Russia completed the first tests of their hypersonic Zircon missiles, which they plan to field on their next generation of “Husky” class nuclear submarines and Kirov class battle cruisers.

The Zircon missiles can reach speeds of mach 5 or 6, a vast improvement over Russia’s current arsenal. The extreme speed of these missiles would render most current missile defence systems obsolete.

The Zircon missiles have a shorter range of about 250 miles, compared to the Kalibr missiles which hit targets in Syria from the Caspian Sea, about 1000 miles away.

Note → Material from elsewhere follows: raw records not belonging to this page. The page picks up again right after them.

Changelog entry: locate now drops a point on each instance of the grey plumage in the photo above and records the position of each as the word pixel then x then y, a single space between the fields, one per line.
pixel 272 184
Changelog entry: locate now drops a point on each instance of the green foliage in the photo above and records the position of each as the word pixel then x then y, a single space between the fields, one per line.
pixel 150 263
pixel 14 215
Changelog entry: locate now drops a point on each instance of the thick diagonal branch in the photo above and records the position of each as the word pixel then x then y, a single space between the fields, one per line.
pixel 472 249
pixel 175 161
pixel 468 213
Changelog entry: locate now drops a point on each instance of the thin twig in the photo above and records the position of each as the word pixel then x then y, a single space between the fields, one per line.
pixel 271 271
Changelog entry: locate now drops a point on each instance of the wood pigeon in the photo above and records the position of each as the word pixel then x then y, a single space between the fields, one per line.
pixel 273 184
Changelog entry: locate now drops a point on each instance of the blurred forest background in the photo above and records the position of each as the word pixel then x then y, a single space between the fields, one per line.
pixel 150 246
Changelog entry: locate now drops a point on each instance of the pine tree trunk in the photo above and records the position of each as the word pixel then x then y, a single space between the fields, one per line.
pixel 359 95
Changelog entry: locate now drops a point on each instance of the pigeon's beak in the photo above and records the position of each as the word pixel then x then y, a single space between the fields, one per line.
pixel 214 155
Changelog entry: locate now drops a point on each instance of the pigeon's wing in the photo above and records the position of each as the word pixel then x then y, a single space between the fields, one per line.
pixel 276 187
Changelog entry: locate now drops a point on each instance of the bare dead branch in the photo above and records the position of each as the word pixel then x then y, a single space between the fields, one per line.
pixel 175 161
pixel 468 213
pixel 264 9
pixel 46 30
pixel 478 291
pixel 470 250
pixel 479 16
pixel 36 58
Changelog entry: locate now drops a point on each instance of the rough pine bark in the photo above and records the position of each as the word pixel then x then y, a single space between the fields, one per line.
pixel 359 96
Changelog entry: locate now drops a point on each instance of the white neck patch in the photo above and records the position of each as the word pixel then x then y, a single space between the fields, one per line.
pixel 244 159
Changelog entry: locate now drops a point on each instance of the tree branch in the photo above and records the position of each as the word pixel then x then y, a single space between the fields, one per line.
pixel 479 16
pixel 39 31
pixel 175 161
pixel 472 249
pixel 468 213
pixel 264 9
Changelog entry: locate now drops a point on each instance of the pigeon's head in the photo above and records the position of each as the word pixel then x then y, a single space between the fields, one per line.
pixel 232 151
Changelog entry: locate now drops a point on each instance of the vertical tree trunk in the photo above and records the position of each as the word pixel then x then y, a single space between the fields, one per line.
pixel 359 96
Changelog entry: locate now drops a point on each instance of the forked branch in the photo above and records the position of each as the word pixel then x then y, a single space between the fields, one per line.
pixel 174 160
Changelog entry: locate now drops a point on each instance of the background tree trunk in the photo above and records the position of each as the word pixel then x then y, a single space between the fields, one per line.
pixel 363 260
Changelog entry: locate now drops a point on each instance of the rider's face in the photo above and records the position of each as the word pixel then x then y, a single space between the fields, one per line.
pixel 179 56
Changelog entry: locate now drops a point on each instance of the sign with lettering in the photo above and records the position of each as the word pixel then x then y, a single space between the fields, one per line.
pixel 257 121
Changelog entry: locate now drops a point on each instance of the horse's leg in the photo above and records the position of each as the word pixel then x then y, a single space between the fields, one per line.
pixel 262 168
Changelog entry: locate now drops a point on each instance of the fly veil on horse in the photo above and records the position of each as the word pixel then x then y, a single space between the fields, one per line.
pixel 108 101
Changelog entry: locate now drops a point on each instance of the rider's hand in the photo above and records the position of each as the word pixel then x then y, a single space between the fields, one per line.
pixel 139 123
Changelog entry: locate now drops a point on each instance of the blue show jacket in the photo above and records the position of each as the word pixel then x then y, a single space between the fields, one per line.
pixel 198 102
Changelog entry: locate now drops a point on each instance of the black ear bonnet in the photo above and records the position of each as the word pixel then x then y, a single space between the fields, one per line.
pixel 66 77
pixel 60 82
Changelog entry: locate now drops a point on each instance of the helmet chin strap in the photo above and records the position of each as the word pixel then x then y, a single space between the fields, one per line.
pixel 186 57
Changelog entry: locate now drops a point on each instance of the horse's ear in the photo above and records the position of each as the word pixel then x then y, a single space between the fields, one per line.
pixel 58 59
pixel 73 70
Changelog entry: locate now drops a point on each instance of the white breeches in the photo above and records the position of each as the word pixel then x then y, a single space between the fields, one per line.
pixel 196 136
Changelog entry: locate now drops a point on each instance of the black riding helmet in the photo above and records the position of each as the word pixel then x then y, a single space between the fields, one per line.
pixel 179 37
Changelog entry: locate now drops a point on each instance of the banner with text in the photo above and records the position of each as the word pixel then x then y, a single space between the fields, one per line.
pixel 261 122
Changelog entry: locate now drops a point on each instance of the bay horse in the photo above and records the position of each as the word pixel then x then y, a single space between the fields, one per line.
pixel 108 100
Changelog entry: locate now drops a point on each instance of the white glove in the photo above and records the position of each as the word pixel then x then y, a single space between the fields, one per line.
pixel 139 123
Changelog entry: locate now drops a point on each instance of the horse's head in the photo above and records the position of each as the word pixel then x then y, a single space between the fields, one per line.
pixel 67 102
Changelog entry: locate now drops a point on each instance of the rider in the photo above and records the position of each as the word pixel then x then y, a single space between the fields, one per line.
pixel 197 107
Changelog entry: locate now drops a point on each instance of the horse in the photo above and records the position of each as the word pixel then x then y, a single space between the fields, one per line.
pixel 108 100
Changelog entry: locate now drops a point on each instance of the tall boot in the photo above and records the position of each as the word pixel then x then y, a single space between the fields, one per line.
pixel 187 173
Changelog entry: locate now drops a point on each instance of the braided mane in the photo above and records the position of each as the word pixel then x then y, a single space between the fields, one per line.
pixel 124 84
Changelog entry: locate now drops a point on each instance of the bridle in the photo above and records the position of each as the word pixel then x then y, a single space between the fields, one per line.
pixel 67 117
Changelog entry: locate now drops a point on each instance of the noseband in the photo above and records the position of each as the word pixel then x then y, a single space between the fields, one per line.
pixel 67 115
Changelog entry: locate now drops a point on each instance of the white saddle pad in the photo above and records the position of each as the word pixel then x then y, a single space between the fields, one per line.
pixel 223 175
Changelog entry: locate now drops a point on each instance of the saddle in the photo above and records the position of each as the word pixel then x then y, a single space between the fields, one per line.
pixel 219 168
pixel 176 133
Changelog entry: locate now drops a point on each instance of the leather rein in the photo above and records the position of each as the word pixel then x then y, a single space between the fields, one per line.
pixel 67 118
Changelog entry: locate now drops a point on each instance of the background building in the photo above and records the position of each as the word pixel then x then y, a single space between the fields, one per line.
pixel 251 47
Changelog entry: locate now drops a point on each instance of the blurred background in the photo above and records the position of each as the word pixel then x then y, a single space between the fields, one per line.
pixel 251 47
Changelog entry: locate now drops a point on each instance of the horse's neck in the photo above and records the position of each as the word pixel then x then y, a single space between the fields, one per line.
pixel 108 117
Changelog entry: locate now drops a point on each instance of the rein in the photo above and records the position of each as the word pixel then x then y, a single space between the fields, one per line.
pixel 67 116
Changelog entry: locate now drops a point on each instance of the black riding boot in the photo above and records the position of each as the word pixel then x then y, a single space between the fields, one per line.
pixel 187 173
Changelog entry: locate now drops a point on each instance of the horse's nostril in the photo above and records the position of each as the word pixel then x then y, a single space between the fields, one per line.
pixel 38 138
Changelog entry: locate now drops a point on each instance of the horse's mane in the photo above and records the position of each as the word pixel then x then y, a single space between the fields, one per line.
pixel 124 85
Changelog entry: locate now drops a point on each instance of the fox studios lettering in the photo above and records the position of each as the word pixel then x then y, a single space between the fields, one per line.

But, as The National Interest reports, Kirov-class battle cruisers will be retrofitted with new launchers that can hold eight missiles each with a total of about 80 on board, as well as additional longer-range missiles.

“The Pyotr Veliky (the Kirov-class battle cruiser) will start repairs in the third or fourth quarter of 2019. Repairs and upgrade are due for completion in late 2022, the ship to be equipped with Zircon hypersonic anti-ship missiles,” a source told Tass news.

In addition to Russia, the US, China, and India have all experimented with hypersonic missiles, and the US and China plan to have operational prototypes in testing by 2020, STRATFOR reports.

The proliferation of hypersonic missiles will be an absolute game-changer for missile defence systems around the world. As it stands, most missile defence is geared towards detecting and stopping ballistic missiles.

As hypersonic missiles gain traction, missile defence systems may have to turn to light-speed high-powered lasers, like the HEL MD, to counter missiles flying at 5 or 6 times the speed of sound.